The revolt against Compaoré’s rule was prepared in the days before the scheduled Oct. 30 vote on the amendment. “We helped organize caravans of cars and motorbikes that stopped in markets and gas stations around the country urging people to come out,” Serge Bambara, a rap singer known as “Smokey” and a leader of the group Balai Citoyen (the Civic Broom), said in a Nov. 4 phone interview from Ouagadougou, the country’s capital. “People set up barricades on all the roads and in all the cities. We gathered near the National Assembly the night of Oct. 29 and stayed there.”
Demonstrations grew and continued Oct. 30 and 31, as more and more gained confidence to come into the street actions organized by several opposition parties, unions and other groups.
Various wings of the officer corps and sections of the country’s propertied ruling class have scrambled to cobble together a new government, vying with each other for power as they seek to close down space opened by popular mobilizations for toilers to organize and fight.
After Compaoré’s departure, Gen. Honoré Traoré, chief of staff of the army, declared Oct. 31 he would be in charge until elections could take place within a year. The next day, in face of new protests against Traoré, a group of junior officers led by Lt. Col. Yacouba Isaac Zida took over.
Concerned above all with bringing an end to the protest movement, Washington, Paris and allied African governments under the rubric of the African Union called for the military to hand over power to civilian authorities.
On Nov. 2 some 1,000 protesters in Ouagadougou led by opposition parties calling for civilian rule were dispersed by soldiers.
Demonstrations have since tapered off for the time being.
Renewed interest in 1983 revolution
The overthrow of Compaoré has renewed discussion and interest in the political legacy of Thomas Sankara and the advances of the democratic popular revolution he led. The 1983-87 revolution nationalized the land to guarantee to rural agricultural producers the fruit of their labor; it launched a mass tree-planting and irrigation project to stop the advance of the desert; it organized massive literacy and immunization campaigns and for the first time made basic health care available to millions. Women were drawn in large numbers into the social transformation, which included a fight to combat women’s oppression.

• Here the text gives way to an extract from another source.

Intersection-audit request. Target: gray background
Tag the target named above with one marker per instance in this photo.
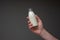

The Burkinabe Revolution under Sankara’s leadership identified with the revolutions in Cuba and Nicaragua and championed the struggles of peasants, workers and oppressed peoples in the region, from the fight against apartheid in South Africa to the national struggles of the Palestinians in the Middle East and the Saharawi people in northwest Africa. It sought to build a world movement among semicolonial nations for cancellation of the debt owed to imperialist centers of finance.
Campaoré was a close ally of Washington and Paris, both of which established military bases in the country. Over the last two years the U.S. government allocated more than $15 million in “counterterrorism” funding to boost the Campaoré regime’s military capacity.
Demonstrators dubbed their protest the “Black Spring,” a term inspired by the “Arab Spring,” which began with the 2011 uprisings in Tunisia and Egypt that overthrow hated dictators. The protests have unnerved exploiting classes throughout the region. In the Democratic Republic of the Congo, for example, prison officials in the capital removed televisions from inmates’ cells to prevent them from watching the news from the neighboring country, reported Agence France-Presse.
Capitalist media coverage in the U.S. and Europe have painted a picture of “chaos,” with emphasis on burned buildings and looting and the unfortunate loss of a stable ally in Compaoré. “He remained close to the French during his presidency and came to be seen as a pro-Western leader and ally in the battle against Islamist militancy in the region,” the New York Times wrote Oct. 31.
“I was not surprised by the uprising,” Marc Kabore, 35, a dish washer who recently moved to New York from Burkina Faso, told the Militant. “People were fed up with the government, especially the repression and lack of democracy.”